Failure. What’s the worst that can happen?

So I wrote a book. Now what? People all over the world write books every day. That’s the easy part. The fun part.  Letting the words flow, the characters talk to you, letting your creativity loose and seeing how far you can get.

20’00 words. 50’000 words. 80’000 words.

These milestones were something to be proud of, to share, to shout from the rooftops.

And then you finish. And the next thing people (by people, I’m referring to non-writers, not that writers aren’t people, but…oh you know what I mean) want to know is ‘When is your book coming out?’

Like it’s that simple. Write a book. Get it published. Get a multi-book deal. Start holidaying in Tuscany with J.K. Rowling and wiping your arse with fifty pound notes.

Margaret Atwood said word after word after word is power. But I feel like the more words I write, the less powerful I am.

I think about the book when I go to sleep. I think about the book when I wake up.

Is it any good? Sometimes, I think hell yeah, it’s good. I’ve written the exact book I would want to read. Then, other days, mid-edit, I want to hide from myself in shame at the awful words leaping up and assaulting my eyes.

Is it riddled with clichés? Do I tell instead of show? Are my characters stereotypes?

I make out it’s no big deal. The success is in having written a book. Most people don’t even do that, so who cares if I get published? But, of course, that’s not true. I’m not writing to make money or to be famous or any other ridiculous thing that will never happen.

I write, so that people can read my stories. Plain and simple.

I know how it feels to fall in love with a book. To visit a place I’ve never been, meet imaginary people that feel as real as my own family. I want to make strangers feel this about my book.

I love it. I want others to love it too.

In the 10 months I have been writing seriously, I’ve had over ten short story rejections. I’ve recently sent the first chapters of my novel for open house submissions at two publishers and have yet to hear anything back. I’m sure they will be rejections too.

I am editing, re-writing, honing and streamlining my novel every day. I will not give up.

Failure is not an option, because the only way I will fail is if I don’t try everything within my power to write the best book I can, and get it out in the real world to be read and, hopefully, enjoyed.

It is not an impossible dream. It will just take hard work and thick skin.

I hope I am up to the challenge.


Congratulations! For reading this post to the end, you get a super-secret special bonus! It’s as exciting as completing Sonic The Hedgehog for the first time.

Here are my Top Five Spectacular Fails:

1.       When Natasha Beddingfield sang ‘hyperbole’ to rhyme with ‘Superbowl’.

2.       That time BNP leader and extreme-right wing racist Nick Griffin posted a video of The Manic Street Preachers  ‘If You Tolerate This, Your Children Will Be Next’, an anti-fascist song about the Spanish Civil War, to his Twitter page.
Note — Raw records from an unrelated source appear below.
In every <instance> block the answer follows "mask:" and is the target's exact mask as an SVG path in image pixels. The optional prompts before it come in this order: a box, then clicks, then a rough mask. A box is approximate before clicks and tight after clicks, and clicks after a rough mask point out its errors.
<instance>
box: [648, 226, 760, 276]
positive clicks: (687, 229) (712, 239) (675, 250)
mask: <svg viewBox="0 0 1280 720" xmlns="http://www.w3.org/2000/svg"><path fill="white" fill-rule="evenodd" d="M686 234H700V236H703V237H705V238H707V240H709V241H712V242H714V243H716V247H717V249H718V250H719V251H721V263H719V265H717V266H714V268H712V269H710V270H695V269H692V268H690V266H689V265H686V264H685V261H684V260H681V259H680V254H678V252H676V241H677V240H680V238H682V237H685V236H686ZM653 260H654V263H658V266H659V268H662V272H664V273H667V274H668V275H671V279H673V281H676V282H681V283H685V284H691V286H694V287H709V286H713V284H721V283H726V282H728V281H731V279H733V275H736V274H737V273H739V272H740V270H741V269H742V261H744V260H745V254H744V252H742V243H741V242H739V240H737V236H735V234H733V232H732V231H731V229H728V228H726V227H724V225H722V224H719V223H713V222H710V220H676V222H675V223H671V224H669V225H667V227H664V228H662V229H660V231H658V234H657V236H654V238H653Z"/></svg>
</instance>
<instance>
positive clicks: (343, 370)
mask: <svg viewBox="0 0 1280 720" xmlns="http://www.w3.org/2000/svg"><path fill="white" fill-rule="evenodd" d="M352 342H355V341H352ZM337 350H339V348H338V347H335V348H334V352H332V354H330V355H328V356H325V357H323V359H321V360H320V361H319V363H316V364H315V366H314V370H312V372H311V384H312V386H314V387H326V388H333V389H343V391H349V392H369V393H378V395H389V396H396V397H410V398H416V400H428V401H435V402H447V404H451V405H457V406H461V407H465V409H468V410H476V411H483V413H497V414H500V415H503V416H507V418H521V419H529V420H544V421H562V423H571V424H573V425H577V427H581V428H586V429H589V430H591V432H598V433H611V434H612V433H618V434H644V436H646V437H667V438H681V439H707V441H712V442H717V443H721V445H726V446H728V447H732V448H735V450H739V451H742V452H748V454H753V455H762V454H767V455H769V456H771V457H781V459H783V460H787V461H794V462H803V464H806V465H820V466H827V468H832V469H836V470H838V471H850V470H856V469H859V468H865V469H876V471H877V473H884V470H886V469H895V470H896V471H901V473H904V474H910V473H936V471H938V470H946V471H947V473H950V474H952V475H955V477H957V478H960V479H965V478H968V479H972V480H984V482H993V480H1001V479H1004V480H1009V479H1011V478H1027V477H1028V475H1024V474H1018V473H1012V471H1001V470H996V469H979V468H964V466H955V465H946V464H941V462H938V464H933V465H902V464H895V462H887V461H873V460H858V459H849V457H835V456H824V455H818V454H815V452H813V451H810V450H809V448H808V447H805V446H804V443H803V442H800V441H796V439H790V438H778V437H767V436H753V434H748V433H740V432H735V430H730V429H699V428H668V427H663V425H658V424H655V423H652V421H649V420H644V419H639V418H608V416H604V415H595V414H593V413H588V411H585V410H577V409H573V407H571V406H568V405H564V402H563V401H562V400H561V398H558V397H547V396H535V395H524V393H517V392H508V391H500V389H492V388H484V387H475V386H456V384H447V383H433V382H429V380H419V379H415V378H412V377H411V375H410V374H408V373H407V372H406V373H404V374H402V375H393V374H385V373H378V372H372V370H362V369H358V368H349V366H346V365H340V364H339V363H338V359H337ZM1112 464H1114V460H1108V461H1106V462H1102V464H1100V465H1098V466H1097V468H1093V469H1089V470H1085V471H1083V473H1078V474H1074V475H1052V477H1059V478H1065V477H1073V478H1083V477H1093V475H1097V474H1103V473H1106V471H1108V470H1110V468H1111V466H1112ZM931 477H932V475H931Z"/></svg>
3.       Alanis Morrisette’s song ‘Ironic’, in which none of the irritating scenarios she describes are actually ironic. How ironic

4.       Everything Ed Milliband did during his 2014 election campaign. In fact, 80% of everything that all British politicians do, all the time.

5.       #susanalbumparty. If you are not aware of this story, look it up. Go on, I dare you.


4 thoughts on “Failure. What’s the worst that can happen?

  1. I had to look it up 🙂 thanks for that #susanalbumparty

    I do hope your words make it to market because I’ve read some and they are so great. As I’ve told you before. And I don’t just say these things.

    You could consider self-publishing. Pay an editor for that professional touch. Pay a cover designer and put it out there in the world. I would buy it and read. What’s the worst that can happen?


    1. Thank you, Helen. Self-publishing is definitely something I would consider. You get full creative control, and it can really work for some authors. It has lost the stigma that it once had, although does require a lot of hard work and self-promotion.


  2. I’ve really enjoyed self-publishing – although I am terrible at the promotion and sales part. I’d advise anyone to go for it but be braced for discovering type-o’s in the end product and having to live with them – a policy of cautious optimism is best.